Data warehouses are an effective tool for storing and performing big data analytics. Designing a date warehouse is also fun!
I chose BigQuery for generating wildfire related analytics in my fireAlert.app platform (the side project is also documented here). However, I am undecided on the method of streaming/batch loading and transforming the data.
Hands-on comparison of Cloud Functions and Dataflow (I wrote my implementations in Python and Apache Beam/Python, respectively) point me towards using Cloud Functions instead of Dataflow (at least initially).
For my present use case, cloud functions demonstrate the advantage of being simple and inexpensive. Dataflow is more expensive and seems kind of slow to spin-up, but may be more suitable for more complex data transformations. I am not yet ready to make a a conclusive statement on this topic.
I am also now acutely aware of the problem of data duplication in data pipelines. When I batch insert data into Bigquery, I have to be mindful of how I gather the data through Cloud Functions and manage my datasets and tables.

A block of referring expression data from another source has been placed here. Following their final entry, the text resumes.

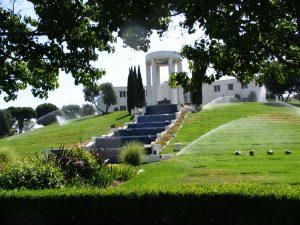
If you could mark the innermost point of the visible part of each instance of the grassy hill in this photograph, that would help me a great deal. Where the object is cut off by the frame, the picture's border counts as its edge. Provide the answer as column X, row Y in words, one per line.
column 211, row 137
column 73, row 131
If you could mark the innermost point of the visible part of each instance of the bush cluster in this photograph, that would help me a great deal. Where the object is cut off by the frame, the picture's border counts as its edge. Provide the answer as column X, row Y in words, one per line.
column 30, row 175
column 68, row 168
column 207, row 204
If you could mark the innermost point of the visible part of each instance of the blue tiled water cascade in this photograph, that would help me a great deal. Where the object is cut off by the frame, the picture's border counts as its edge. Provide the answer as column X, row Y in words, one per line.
column 145, row 130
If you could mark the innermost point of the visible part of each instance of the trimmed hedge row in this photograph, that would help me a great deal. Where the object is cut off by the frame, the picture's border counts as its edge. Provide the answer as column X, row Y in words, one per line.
column 224, row 204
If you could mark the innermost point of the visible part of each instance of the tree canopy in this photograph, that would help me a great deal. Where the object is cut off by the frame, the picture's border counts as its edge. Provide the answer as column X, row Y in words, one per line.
column 21, row 114
column 275, row 84
column 66, row 35
column 242, row 38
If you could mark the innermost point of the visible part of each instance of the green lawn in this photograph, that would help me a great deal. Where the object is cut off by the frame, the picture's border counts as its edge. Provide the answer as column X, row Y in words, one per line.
column 210, row 138
column 75, row 131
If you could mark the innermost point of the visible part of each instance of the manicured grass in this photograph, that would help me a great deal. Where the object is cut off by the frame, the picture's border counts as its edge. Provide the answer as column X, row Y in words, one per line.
column 74, row 131
column 212, row 136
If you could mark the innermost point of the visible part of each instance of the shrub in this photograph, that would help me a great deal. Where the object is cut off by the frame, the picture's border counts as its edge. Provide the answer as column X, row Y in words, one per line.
column 76, row 163
column 252, row 97
column 103, row 177
column 132, row 154
column 30, row 175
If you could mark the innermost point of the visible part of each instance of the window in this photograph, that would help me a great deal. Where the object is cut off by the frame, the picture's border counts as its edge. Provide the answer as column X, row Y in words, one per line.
column 217, row 88
column 123, row 107
column 122, row 94
column 244, row 86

For example, the satellite hotspot data I retrieve from NASA FIRMS, is a 24-hour rolling data source. If I update the data every 15 minutes, I risk batch loading the same data multiple times. One mitigation technique I have considered is maintaining a realtime 24-hr table that overwrites the table during each batch load and once daily appends to separate archive table.
The ultimate goal of designing a data warehouse is to generate valuable and insightful analytics. I hope to build a warehouse that can do just that with wildfire related data. The NASA Firms data is the first of several useful datasets I will aggregate.